Youngsters learn how to administer CPR to their dogs
One by one, youngsters breathed into a dog’s nose on a stuffed animal while holding its mouth closed, all while counting one one thousand, two one thousand in an effort to save their pet’s life during a summer camp.
Kaia Miller, 11, said she wanted to take the summer camp because she has two dogs at home.
“We have a little dog and I’m always worried she will get hurt,” she said, adding that she wants to help her dog if a situation rises.
Before the youngsters practiced breathing techniques and life saving skills on the stuffed animals, they watched a few short videos that explained how to administer breathing for their pet. The videos also explained what a dog’s normal temperature should be and what signs to look for if the pet is not feeling well.
Sanibel Recreation Center Aquatics Supervisor Natalya Maddix told the campers that instead of putting their mouth around the dog’s nose, they can create a breathing aid from a plastic bottle. The top portion of the bottle is cut and the edges are taped to eliminate any sharp edges.
The breathing aid is placed over the dog’s nose before an individual should breathe into it with two to three seconds between until it breathes on its own.
The class also taught the youngsters how to find their animal’s heart beat by placing their finger on the dog’s hind legs. Once the pulse is found, Kaia said she learned that she should squish her dog like a sandwich to help it start breathing again.
In addition to rescue breathing, the camp also taught the youngsters how to help an animal if its choking and how to control its bleeding.

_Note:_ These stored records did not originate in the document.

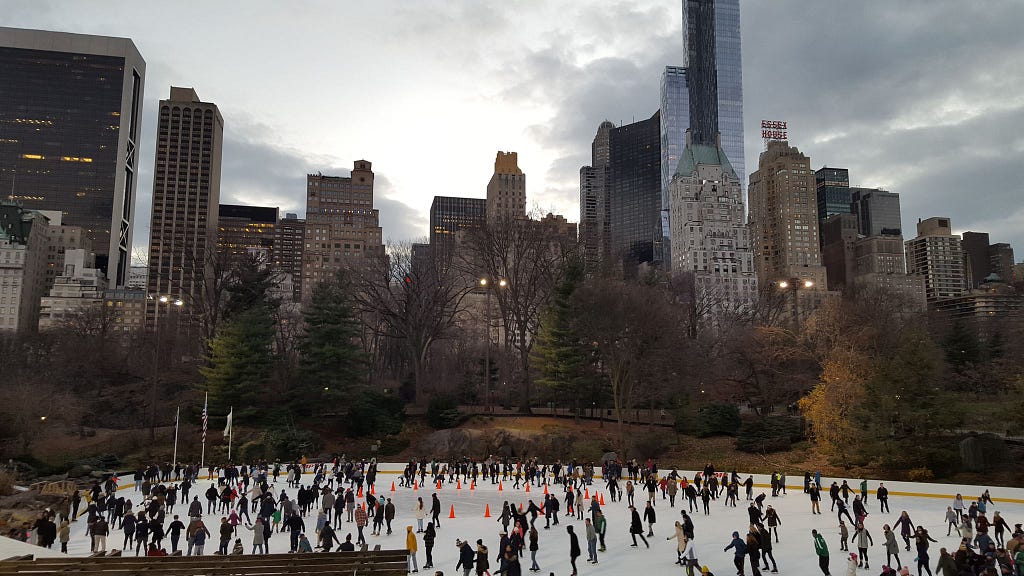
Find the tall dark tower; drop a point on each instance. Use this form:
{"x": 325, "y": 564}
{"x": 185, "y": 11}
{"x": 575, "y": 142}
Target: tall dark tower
{"x": 701, "y": 75}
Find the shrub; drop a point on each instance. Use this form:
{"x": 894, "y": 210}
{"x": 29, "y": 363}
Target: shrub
{"x": 375, "y": 413}
{"x": 442, "y": 412}
{"x": 772, "y": 434}
{"x": 718, "y": 419}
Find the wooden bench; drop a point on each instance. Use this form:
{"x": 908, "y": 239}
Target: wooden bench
{"x": 384, "y": 563}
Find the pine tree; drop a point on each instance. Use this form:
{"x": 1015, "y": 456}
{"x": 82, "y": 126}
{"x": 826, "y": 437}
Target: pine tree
{"x": 331, "y": 358}
{"x": 562, "y": 360}
{"x": 239, "y": 363}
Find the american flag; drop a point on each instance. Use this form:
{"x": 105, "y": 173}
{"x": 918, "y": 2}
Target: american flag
{"x": 205, "y": 417}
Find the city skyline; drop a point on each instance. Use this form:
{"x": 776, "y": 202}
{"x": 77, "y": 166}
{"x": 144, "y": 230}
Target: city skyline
{"x": 873, "y": 95}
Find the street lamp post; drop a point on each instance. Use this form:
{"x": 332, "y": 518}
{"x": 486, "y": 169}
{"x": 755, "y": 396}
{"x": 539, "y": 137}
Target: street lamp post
{"x": 487, "y": 287}
{"x": 156, "y": 363}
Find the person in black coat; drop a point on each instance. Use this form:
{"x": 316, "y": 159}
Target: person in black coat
{"x": 636, "y": 528}
{"x": 574, "y": 543}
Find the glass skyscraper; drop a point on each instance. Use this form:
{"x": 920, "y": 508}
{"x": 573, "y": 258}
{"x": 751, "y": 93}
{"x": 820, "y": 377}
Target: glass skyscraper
{"x": 707, "y": 93}
{"x": 70, "y": 119}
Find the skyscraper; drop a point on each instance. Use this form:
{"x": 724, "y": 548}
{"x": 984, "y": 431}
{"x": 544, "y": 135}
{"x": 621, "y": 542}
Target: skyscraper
{"x": 832, "y": 187}
{"x": 71, "y": 109}
{"x": 634, "y": 191}
{"x": 289, "y": 239}
{"x": 706, "y": 94}
{"x": 937, "y": 254}
{"x": 451, "y": 214}
{"x": 245, "y": 231}
{"x": 877, "y": 210}
{"x": 711, "y": 244}
{"x": 185, "y": 197}
{"x": 342, "y": 225}
{"x": 595, "y": 215}
{"x": 783, "y": 217}
{"x": 507, "y": 189}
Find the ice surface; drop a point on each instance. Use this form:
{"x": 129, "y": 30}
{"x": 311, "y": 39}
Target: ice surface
{"x": 795, "y": 552}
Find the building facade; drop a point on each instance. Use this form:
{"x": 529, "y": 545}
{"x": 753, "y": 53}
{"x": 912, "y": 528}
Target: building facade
{"x": 342, "y": 225}
{"x": 937, "y": 255}
{"x": 783, "y": 217}
{"x": 877, "y": 210}
{"x": 450, "y": 215}
{"x": 78, "y": 288}
{"x": 879, "y": 263}
{"x": 23, "y": 266}
{"x": 245, "y": 232}
{"x": 507, "y": 189}
{"x": 634, "y": 191}
{"x": 595, "y": 210}
{"x": 289, "y": 242}
{"x": 71, "y": 108}
{"x": 712, "y": 77}
{"x": 185, "y": 196}
{"x": 839, "y": 234}
{"x": 711, "y": 243}
{"x": 832, "y": 187}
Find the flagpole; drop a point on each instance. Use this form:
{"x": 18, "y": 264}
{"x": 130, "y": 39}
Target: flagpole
{"x": 202, "y": 460}
{"x": 177, "y": 417}
{"x": 230, "y": 434}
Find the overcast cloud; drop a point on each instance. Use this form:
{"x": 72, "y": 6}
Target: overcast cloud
{"x": 924, "y": 97}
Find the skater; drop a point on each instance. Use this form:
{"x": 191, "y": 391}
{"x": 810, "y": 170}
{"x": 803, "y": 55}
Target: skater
{"x": 821, "y": 549}
{"x": 591, "y": 541}
{"x": 574, "y": 547}
{"x": 952, "y": 522}
{"x": 892, "y": 547}
{"x": 738, "y": 552}
{"x": 863, "y": 539}
{"x": 771, "y": 517}
{"x": 649, "y": 518}
{"x": 411, "y": 547}
{"x": 428, "y": 544}
{"x": 636, "y": 529}
{"x": 922, "y": 539}
{"x": 905, "y": 528}
{"x": 466, "y": 557}
{"x": 882, "y": 495}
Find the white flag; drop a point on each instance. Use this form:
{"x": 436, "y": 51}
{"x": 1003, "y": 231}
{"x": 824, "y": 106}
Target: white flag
{"x": 227, "y": 428}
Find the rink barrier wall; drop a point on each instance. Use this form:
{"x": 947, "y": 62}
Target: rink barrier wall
{"x": 896, "y": 488}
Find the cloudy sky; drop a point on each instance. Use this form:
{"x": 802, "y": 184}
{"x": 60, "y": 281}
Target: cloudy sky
{"x": 924, "y": 97}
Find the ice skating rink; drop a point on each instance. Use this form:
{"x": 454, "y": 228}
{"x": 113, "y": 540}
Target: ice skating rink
{"x": 926, "y": 504}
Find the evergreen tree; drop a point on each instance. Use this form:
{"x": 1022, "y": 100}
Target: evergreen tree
{"x": 239, "y": 363}
{"x": 562, "y": 360}
{"x": 331, "y": 358}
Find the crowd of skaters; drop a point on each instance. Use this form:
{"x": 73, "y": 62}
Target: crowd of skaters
{"x": 259, "y": 500}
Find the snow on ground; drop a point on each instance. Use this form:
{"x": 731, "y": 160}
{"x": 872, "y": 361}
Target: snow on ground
{"x": 795, "y": 553}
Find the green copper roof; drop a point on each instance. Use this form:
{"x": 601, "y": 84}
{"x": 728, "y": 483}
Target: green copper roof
{"x": 695, "y": 155}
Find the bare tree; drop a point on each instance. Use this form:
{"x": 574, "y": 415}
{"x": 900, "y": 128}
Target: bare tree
{"x": 414, "y": 297}
{"x": 528, "y": 255}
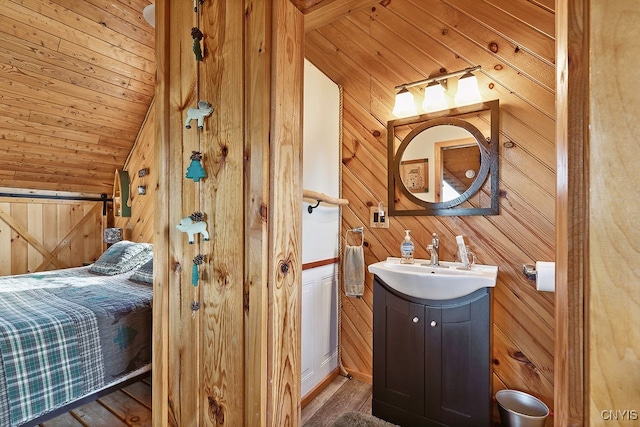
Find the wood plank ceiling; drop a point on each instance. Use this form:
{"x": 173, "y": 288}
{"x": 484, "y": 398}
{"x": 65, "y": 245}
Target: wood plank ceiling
{"x": 76, "y": 81}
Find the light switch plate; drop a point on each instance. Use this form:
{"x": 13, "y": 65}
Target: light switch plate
{"x": 374, "y": 218}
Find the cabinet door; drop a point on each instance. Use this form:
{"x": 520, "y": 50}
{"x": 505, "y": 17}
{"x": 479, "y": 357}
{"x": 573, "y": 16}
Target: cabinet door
{"x": 457, "y": 358}
{"x": 398, "y": 352}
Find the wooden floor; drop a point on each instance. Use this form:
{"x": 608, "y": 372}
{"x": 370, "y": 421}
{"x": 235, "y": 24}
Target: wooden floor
{"x": 131, "y": 406}
{"x": 340, "y": 396}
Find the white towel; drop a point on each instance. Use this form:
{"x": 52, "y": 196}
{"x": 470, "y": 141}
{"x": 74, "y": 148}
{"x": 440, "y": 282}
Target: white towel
{"x": 353, "y": 271}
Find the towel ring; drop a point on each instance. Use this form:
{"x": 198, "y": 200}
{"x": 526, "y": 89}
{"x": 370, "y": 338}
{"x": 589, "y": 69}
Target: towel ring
{"x": 359, "y": 230}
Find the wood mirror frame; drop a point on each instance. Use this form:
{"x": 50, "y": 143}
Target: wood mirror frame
{"x": 481, "y": 198}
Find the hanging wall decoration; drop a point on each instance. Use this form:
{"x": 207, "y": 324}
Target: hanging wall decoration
{"x": 196, "y": 3}
{"x": 203, "y": 110}
{"x": 195, "y": 171}
{"x": 197, "y": 36}
{"x": 195, "y": 279}
{"x": 192, "y": 225}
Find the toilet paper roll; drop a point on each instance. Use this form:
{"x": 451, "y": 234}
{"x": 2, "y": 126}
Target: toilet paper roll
{"x": 546, "y": 276}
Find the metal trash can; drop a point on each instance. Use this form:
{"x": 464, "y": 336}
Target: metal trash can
{"x": 519, "y": 409}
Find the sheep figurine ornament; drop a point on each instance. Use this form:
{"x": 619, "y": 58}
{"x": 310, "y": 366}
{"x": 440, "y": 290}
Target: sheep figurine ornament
{"x": 204, "y": 110}
{"x": 192, "y": 225}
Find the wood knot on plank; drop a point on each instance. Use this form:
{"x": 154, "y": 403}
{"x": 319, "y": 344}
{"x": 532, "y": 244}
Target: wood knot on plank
{"x": 216, "y": 410}
{"x": 263, "y": 212}
{"x": 285, "y": 267}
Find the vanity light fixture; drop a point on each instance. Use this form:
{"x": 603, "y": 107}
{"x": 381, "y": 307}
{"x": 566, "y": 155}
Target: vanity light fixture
{"x": 405, "y": 105}
{"x": 434, "y": 98}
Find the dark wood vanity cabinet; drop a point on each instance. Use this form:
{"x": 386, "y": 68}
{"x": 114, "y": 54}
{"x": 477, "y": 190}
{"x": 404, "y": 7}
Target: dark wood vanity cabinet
{"x": 431, "y": 359}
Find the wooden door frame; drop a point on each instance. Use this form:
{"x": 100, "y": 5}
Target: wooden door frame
{"x": 571, "y": 392}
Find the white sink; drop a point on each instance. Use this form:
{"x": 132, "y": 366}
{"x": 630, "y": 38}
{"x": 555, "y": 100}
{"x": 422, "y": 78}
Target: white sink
{"x": 421, "y": 280}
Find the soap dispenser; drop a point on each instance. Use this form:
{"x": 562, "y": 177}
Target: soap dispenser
{"x": 406, "y": 249}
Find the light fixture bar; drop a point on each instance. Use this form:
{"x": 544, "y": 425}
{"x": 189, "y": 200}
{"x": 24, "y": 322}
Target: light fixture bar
{"x": 438, "y": 78}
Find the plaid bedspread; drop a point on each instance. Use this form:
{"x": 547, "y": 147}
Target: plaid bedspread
{"x": 65, "y": 334}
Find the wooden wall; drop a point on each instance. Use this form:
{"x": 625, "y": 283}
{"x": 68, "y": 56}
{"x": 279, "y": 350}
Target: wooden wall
{"x": 139, "y": 226}
{"x": 398, "y": 41}
{"x": 48, "y": 234}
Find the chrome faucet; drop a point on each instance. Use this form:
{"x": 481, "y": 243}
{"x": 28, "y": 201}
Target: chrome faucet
{"x": 434, "y": 249}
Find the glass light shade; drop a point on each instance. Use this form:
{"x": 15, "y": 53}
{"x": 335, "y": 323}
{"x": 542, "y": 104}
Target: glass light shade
{"x": 405, "y": 106}
{"x": 112, "y": 235}
{"x": 149, "y": 14}
{"x": 468, "y": 92}
{"x": 434, "y": 97}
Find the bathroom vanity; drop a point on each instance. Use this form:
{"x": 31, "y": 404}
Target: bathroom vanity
{"x": 431, "y": 357}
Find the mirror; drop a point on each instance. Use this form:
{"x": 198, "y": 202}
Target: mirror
{"x": 445, "y": 163}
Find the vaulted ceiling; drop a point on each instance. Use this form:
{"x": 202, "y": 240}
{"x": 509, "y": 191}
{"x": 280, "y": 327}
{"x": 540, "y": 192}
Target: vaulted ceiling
{"x": 76, "y": 81}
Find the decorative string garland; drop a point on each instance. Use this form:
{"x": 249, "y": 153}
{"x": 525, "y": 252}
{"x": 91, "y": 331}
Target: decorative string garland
{"x": 195, "y": 279}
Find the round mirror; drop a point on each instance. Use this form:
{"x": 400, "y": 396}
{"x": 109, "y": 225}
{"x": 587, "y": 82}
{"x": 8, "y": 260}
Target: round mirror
{"x": 443, "y": 164}
{"x": 440, "y": 163}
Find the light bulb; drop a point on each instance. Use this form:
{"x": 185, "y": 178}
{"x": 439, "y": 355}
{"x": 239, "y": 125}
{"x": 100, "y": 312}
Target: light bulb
{"x": 468, "y": 92}
{"x": 434, "y": 97}
{"x": 405, "y": 106}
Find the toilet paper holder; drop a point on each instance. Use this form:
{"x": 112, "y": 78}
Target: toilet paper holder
{"x": 530, "y": 272}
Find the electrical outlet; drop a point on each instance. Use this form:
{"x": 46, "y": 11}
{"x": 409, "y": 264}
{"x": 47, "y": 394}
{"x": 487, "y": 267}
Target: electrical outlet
{"x": 376, "y": 220}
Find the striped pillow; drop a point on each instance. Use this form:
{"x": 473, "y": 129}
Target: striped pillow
{"x": 144, "y": 274}
{"x": 122, "y": 257}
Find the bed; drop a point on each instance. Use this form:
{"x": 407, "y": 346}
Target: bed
{"x": 68, "y": 334}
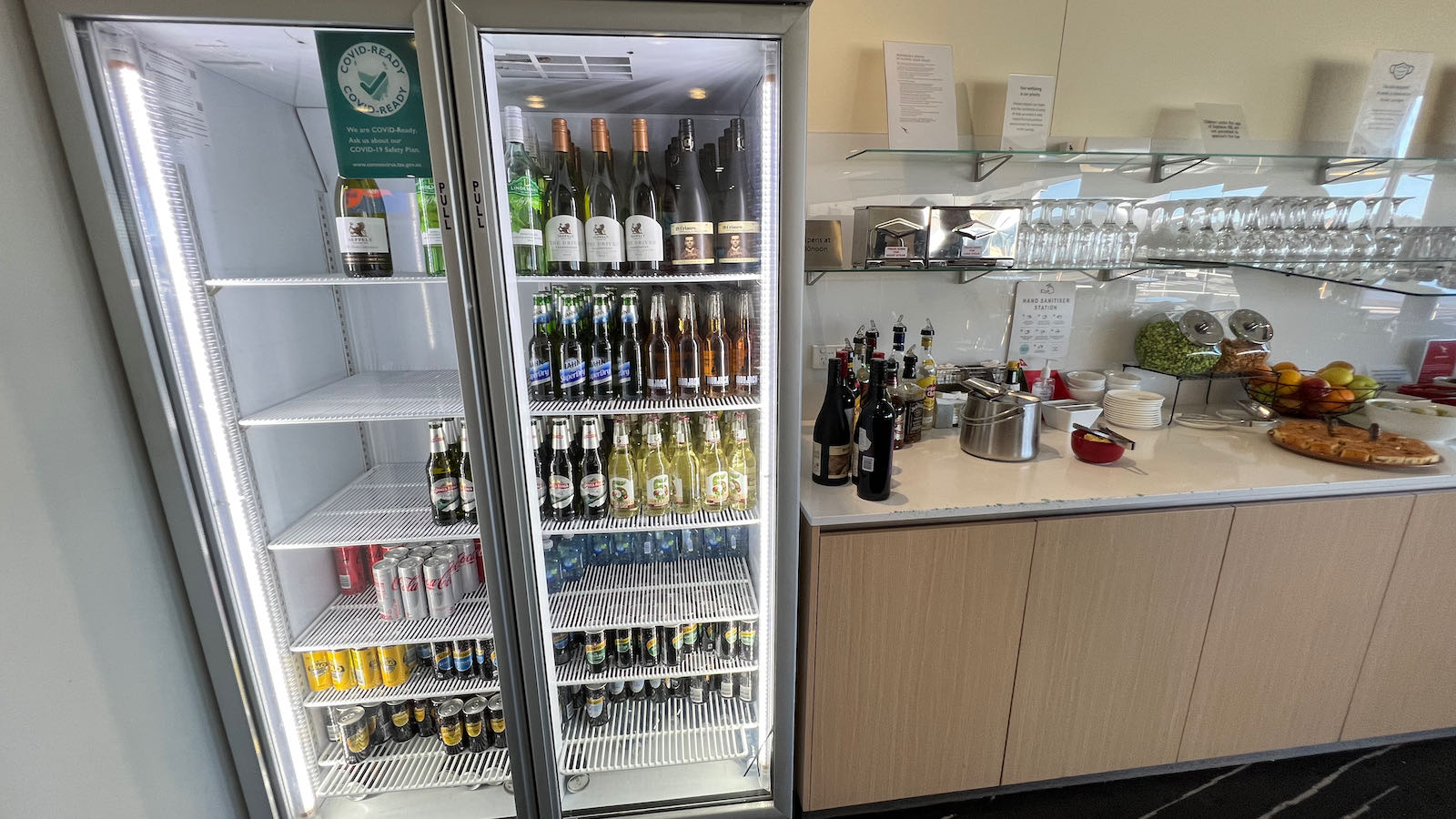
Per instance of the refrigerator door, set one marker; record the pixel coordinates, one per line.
(662, 630)
(286, 398)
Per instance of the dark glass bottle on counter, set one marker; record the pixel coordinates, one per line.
(874, 438)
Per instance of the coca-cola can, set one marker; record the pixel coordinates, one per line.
(412, 588)
(386, 586)
(451, 552)
(349, 564)
(439, 595)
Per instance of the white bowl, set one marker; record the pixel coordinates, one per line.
(1412, 424)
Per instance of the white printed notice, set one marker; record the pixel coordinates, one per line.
(1390, 104)
(1026, 120)
(919, 96)
(1041, 321)
(1223, 127)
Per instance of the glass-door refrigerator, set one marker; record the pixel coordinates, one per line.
(637, 193)
(269, 200)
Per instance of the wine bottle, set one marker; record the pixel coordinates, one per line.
(737, 220)
(692, 229)
(604, 254)
(874, 438)
(644, 232)
(523, 194)
(361, 229)
(829, 462)
(564, 241)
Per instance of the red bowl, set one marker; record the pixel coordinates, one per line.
(1094, 450)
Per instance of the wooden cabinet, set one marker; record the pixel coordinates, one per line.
(909, 659)
(1114, 622)
(1409, 680)
(1298, 599)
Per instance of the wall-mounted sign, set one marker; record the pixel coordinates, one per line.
(376, 106)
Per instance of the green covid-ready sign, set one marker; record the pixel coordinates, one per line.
(376, 106)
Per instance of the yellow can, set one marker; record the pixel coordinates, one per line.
(318, 671)
(366, 668)
(392, 668)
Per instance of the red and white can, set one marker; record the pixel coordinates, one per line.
(386, 584)
(412, 588)
(349, 564)
(439, 595)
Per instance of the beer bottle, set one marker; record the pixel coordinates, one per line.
(571, 358)
(743, 467)
(659, 351)
(466, 482)
(713, 468)
(601, 370)
(541, 373)
(686, 474)
(561, 489)
(444, 493)
(657, 497)
(622, 474)
(631, 378)
(593, 472)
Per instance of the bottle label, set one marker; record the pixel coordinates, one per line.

The youngsters were also instructed to have a first aid kit for their animals that included such items as gauze pads, peroxide, eye wash and a muzzle.
The weeklong camp at the Sanibel Recreation Center, which is aimed for 11 to 15 year olds, also touched upon babysitting techniques and junior lifeguarding.
Kaia said she is now a little more equipped to watch her 5-year-old brother after taking the babysitting course. She said she learned that she has to watch her brother to make sure he does not get into anything, especially after watching a video on hazards around the house.
The summer camp also taught Kaia how to change a diaper, which will come in handy when watching her cousin.
Maddix said the camp also teaches the youngsters about the business of babysitting, how to build a resume, what to do when working with different age groups, learning how to properly pick up a baby and a toddler and how to properly feed a child.
She said they like to hold the camp at the beginning of the summer, so the youngsters can start babysitting and dog sitting. She said since there are a lot of seasonal people on the island, dog sitting has become a booming business.
“A lot of people don’t like kenneling their dogs,” Maddix said.
The junior lifeguarding portion of the camp also focuses on AED training, a piece of equipment that delivers shocks and restarts the heart.
Kaia said she was looking forward to learning how to use an AED.
By the end of the camp, the kids learned how to give CPR to infants, children, adults, cats and dogs.
Maddix said they set a new attendance record this year with 15 kids for the weeklong camp. In the past, they have had seven to eight kids register for the summer camp.
Throughout the year, the pet first aid course is taught as a standalone class, which many adults take.
“So many people have animals,” Maddix said.